Kendi halklarıyla savaş halinde olan bu darbecilerin hepsi İsrail ile çok iyiler. Mısır halkına karşı yapılmış darbeyi destekleyen ülkeler de, darbeyi yapanlar da işgalci İsrail ile ilişkileri normalleştirmek, onunla arayı iyi tutmak için birbirleriyle yarışıyor. Kendi halkları nezdinde kaybettikleri, daha doğrusu hiçbir zaman sahip olmadıkları meşruiyeti işgalci İsrail ve onu destekleyen ABD nezdinde arıyorlar.
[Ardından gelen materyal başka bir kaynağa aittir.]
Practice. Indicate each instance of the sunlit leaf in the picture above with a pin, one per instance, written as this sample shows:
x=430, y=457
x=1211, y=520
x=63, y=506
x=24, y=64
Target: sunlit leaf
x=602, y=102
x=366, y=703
Bu düzeyde meşruiyeti sağladıklarında kendi halkları umurlarında bile değil. İşgalci İsrail’in terörist dediği, aslında ülkesinin işgaline karşı en haklı direnişi sergilemekten başka bir şey yapmayan Hamas’a Mısır darbecileri ve destekçilerinin de terörist demesi hiç şaşırtmıyor. Çünkü darbe ve işgal aynı kökten gelen eylemler. Onuruna düşkün bir halk darbeyi de işgal gibi görür. Darbenin içindeki işgalci iradeyi ve işbirliğini ayırt eder.

Nitekim Türkiye’deki bütün darbelerin ilk selam çaktıkları, Türk halkının iradesini teslim almak isteyen uluslararası güçler olmuştur. 27 Mayısçılar da, 12 Eylülcüler de, 28 Şubatçılar da 15 Temmuzcular da darbeleriyle Türkiye’yi emperyalist güçlerin müdahale alanı haline getirmiş, ülkenin anahtarını onlara teslim etmeye tevessül etmişlerdir.

Belki Türkiye örneğinde önceki darbelerle karşılaştırıldığında 15 Temmuz’un bu yönü çok daha ağır basıyordu. Allah muhafaza, 15 Temmuz dolaylı değil doğrudan bir işgal girişimi olarak Türkiye’nin darbeler tarihindeki yerini almış olacaktı.

Mısır darbesiyle dayanışma içinde olanların aynı zamanda İsrail ile de bir dayanışma yarışı içine girmeleri, hepsinin de kendi halklarına karşı bir işgal gücü mesabesinde olmalarındandır.

Çünkü işgal ve darbe günümüzün İslam dünyasında aynı sürecin iki yüzüdür. İşgalciler İslam ülkelerinde işlerini darbeler üzerinden yürütür. Darbeciler de işgalcilerden başka bir dayanağa sahip olamazlar. Çünkü kendi halkları onlara düşmandır. Çünkü kendileri halklarına düşmandır.